Couldn't get a good picture of it, but there is a really cool zig-zag pattern down the wall of the hole where the thread was machined away.
 
You may consider filling the holes with solder.

Flux and low heat and a mess but it will fill in the holes and color will be close enough if leaving bare metal.

If painting Bondo will do.

Sent from my SAMSUNG-SM-G930A using Tapatalk
 
You may consider filling the holes with solder.

Flux and low heat and a mess but it will fill in the holes and color will be close enough if leaving bare metal.
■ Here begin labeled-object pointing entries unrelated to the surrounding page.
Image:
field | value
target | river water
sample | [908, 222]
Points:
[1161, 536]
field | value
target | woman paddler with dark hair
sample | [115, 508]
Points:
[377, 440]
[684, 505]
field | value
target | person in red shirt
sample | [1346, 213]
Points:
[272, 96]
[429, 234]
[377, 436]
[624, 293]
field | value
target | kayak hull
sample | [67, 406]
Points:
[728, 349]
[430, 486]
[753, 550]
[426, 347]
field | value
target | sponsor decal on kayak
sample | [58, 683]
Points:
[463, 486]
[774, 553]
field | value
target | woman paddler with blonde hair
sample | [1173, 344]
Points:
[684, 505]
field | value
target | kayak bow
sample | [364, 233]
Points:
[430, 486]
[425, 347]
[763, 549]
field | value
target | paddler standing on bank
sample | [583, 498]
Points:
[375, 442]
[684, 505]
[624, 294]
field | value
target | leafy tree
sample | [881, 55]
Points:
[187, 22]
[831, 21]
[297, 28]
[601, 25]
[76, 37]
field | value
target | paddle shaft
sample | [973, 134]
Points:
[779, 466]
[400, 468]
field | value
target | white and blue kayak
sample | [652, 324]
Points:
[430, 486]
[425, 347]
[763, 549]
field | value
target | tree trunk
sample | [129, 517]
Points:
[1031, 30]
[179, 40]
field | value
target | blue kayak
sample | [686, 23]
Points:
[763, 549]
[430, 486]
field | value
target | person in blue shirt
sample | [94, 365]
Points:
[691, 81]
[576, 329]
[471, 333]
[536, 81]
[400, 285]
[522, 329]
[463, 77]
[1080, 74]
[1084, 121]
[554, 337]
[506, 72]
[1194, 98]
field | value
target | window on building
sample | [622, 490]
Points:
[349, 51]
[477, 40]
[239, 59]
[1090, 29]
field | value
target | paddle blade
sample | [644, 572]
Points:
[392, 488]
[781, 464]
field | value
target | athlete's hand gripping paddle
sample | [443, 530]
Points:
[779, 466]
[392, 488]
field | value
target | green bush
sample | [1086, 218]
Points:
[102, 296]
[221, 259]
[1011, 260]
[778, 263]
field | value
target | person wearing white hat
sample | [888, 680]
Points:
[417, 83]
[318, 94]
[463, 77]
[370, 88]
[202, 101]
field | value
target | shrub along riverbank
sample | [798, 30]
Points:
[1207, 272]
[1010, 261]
If painting Bondo will do.

Sent from my SAMSUNG-SM-G930A using Tapatalk

Didn't think of that! I'd be concerned about the structural integrity of the repair under load. This isn't anything crazy, but the flange does support the weight of the entire cylinder assembly plus the pneumatic force applied when the cylinder is in the return stroke position. I also expect this part to heat up quite a bit, perhaps as much as 200*F in continuous operation. The Loctite 609 is temperature stable and will retain 75% of full strength at 100*C - although I am not relying on the Loctite for mechanical stability, but rather the thread engagement.

This part will we painted at some point, not sure if my buddy will use bondo or just gloss paint over the rough casting.
 
Really got my interest up on this. I am looking at PM Researches #3 steam engine kit. I am wondering if the machining on this kit can be done with only a SB 9C lathe and a drill press. I don't have a mill.